The fifth release candidate for version 5.13 of the Linux kernel has emerged, and project boss Linus Torvalds has expressed only mild concern about progress. “Hmm,” opened Torvalds' weekly State of the Kernel post. “Things haven't really started to calm down very much yet, but rc5 seems to be fairly average in size. I'm hoping …

  1. RyokuMas
    Coat

    Still brickin'...

    Don't suppose there will ever be an rc of Linux that focuses on making it straightforward to install...?

    This weekend, about 10 years since my last attempts to venture into Linux-land (which resulted in a dead PC tower), I tried to install Debian on an old laptop - mostly because I need it to kick-start another side project I've been dabbling with, but partly on the grounds that so many on here have said "oh, things have gotten a lot easier since then".
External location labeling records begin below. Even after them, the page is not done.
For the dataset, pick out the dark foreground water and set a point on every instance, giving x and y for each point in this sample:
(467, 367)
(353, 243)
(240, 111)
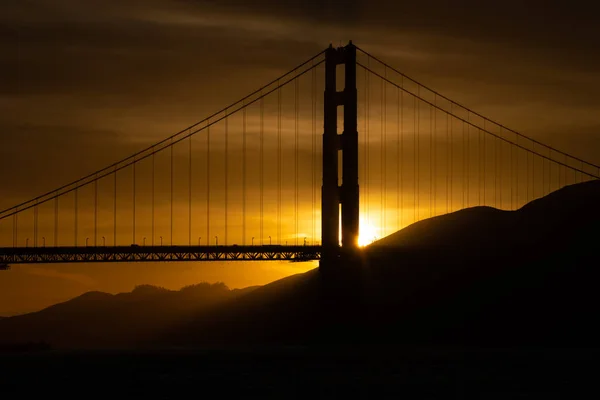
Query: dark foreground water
(299, 372)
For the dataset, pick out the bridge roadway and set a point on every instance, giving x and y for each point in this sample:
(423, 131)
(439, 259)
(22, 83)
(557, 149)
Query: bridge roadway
(81, 254)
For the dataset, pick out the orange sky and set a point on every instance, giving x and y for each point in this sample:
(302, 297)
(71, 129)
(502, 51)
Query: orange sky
(88, 84)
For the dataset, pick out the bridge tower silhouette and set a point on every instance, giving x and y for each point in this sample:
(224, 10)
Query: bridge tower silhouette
(226, 185)
(334, 195)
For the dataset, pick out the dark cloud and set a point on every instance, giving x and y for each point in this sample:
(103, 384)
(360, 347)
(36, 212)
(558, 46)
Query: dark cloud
(83, 84)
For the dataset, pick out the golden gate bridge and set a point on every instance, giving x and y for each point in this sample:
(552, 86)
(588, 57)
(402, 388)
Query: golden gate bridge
(314, 164)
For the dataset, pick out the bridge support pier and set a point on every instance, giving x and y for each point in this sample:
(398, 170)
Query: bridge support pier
(335, 195)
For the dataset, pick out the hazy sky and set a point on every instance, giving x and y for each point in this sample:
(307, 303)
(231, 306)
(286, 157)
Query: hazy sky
(83, 84)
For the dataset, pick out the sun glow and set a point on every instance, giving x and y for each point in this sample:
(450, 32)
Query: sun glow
(367, 235)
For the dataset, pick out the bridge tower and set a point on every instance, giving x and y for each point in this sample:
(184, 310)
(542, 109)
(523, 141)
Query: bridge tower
(335, 195)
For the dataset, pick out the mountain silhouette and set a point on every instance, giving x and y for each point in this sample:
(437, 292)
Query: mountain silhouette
(479, 276)
(102, 320)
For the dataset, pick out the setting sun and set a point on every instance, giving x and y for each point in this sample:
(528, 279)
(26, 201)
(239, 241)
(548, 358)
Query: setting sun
(367, 235)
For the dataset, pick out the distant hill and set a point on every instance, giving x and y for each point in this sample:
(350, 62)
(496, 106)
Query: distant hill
(479, 276)
(97, 319)
(474, 277)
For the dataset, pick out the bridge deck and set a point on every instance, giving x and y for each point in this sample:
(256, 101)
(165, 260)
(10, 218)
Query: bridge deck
(50, 255)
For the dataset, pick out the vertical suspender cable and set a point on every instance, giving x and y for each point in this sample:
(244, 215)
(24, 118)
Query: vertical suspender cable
(133, 242)
(261, 166)
(208, 183)
(398, 159)
(76, 206)
(190, 193)
(450, 143)
(153, 179)
(56, 220)
(278, 164)
(464, 166)
(35, 224)
(479, 167)
(296, 109)
(115, 208)
(383, 111)
(432, 156)
(96, 210)
(243, 175)
(171, 149)
(415, 158)
(367, 141)
(226, 174)
(417, 155)
(313, 147)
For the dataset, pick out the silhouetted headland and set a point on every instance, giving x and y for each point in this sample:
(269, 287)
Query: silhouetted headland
(476, 277)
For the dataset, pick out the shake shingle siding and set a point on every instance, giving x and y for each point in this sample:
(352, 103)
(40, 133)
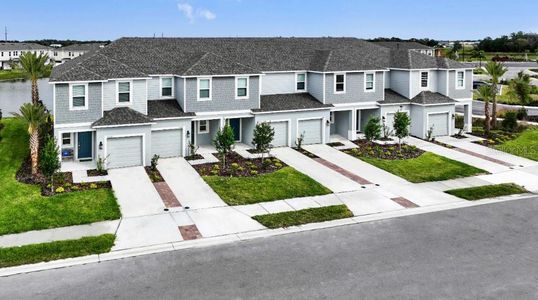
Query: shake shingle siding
(222, 96)
(65, 116)
(354, 87)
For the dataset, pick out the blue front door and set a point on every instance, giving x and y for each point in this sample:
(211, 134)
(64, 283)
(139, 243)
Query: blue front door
(84, 145)
(236, 127)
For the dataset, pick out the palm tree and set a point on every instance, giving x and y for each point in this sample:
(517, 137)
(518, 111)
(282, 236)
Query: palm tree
(485, 92)
(496, 70)
(35, 115)
(35, 67)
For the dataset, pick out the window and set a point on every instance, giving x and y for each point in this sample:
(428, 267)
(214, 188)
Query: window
(204, 89)
(339, 83)
(203, 126)
(460, 79)
(124, 92)
(167, 87)
(424, 79)
(369, 82)
(66, 139)
(78, 96)
(301, 82)
(241, 87)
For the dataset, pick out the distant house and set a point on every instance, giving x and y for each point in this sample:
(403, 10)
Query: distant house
(10, 52)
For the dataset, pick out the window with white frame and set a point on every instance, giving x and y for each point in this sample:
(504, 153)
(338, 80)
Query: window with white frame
(78, 96)
(67, 139)
(241, 87)
(203, 126)
(124, 92)
(167, 87)
(204, 89)
(369, 82)
(460, 79)
(301, 82)
(424, 79)
(340, 83)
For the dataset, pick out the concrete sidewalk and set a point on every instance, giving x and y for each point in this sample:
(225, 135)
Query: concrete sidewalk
(325, 176)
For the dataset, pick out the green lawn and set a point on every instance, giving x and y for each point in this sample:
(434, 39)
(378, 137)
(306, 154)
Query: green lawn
(22, 208)
(487, 191)
(426, 167)
(304, 216)
(525, 145)
(35, 253)
(282, 184)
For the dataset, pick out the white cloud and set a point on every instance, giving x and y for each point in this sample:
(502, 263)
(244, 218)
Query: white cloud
(208, 15)
(189, 12)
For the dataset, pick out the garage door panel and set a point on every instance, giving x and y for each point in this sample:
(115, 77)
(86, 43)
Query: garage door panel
(124, 152)
(312, 130)
(167, 143)
(281, 134)
(439, 123)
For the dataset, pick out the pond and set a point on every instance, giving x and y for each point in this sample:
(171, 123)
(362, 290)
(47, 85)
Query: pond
(17, 92)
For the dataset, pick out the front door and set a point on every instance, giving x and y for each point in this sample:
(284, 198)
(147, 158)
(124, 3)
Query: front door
(236, 127)
(85, 145)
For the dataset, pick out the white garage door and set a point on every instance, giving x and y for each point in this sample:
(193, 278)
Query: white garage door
(124, 152)
(281, 134)
(167, 143)
(312, 130)
(439, 122)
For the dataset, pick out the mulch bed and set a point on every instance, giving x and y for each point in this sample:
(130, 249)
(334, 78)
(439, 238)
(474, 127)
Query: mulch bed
(238, 166)
(389, 152)
(95, 172)
(194, 157)
(63, 183)
(154, 175)
(307, 153)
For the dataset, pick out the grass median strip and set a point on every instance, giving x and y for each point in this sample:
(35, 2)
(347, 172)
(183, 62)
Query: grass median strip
(304, 216)
(487, 191)
(35, 253)
(282, 184)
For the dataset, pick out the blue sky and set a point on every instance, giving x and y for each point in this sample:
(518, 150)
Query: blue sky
(111, 19)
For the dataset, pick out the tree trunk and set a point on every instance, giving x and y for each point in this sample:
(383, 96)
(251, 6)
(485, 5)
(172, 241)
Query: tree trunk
(35, 92)
(34, 149)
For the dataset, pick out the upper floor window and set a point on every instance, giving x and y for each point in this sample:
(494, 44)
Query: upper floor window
(124, 92)
(460, 79)
(79, 96)
(167, 87)
(340, 83)
(301, 82)
(204, 88)
(369, 82)
(241, 87)
(424, 79)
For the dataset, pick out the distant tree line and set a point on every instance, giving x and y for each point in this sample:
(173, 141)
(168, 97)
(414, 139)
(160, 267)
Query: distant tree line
(515, 42)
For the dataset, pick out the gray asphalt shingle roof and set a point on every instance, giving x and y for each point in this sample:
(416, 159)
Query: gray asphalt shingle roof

    I now have another computer that can only be made useful if I re-install Windows on it - which kind of kills my project dead in the water. No network connection. No graphics card recognition. No trackpad/mouse recognition. Heck, not even a way to scroll back up through the text output and try to figure out what might have gone wrong.

    Web searches have given me nothing beyond "try another flavour of Linux" (not an option due to the nature of the project), or "download some firmware" - which I can't do on the box in question (due to the lack of network), and can't even figure out which devices need which versions (due to not being able to scroll up through the output).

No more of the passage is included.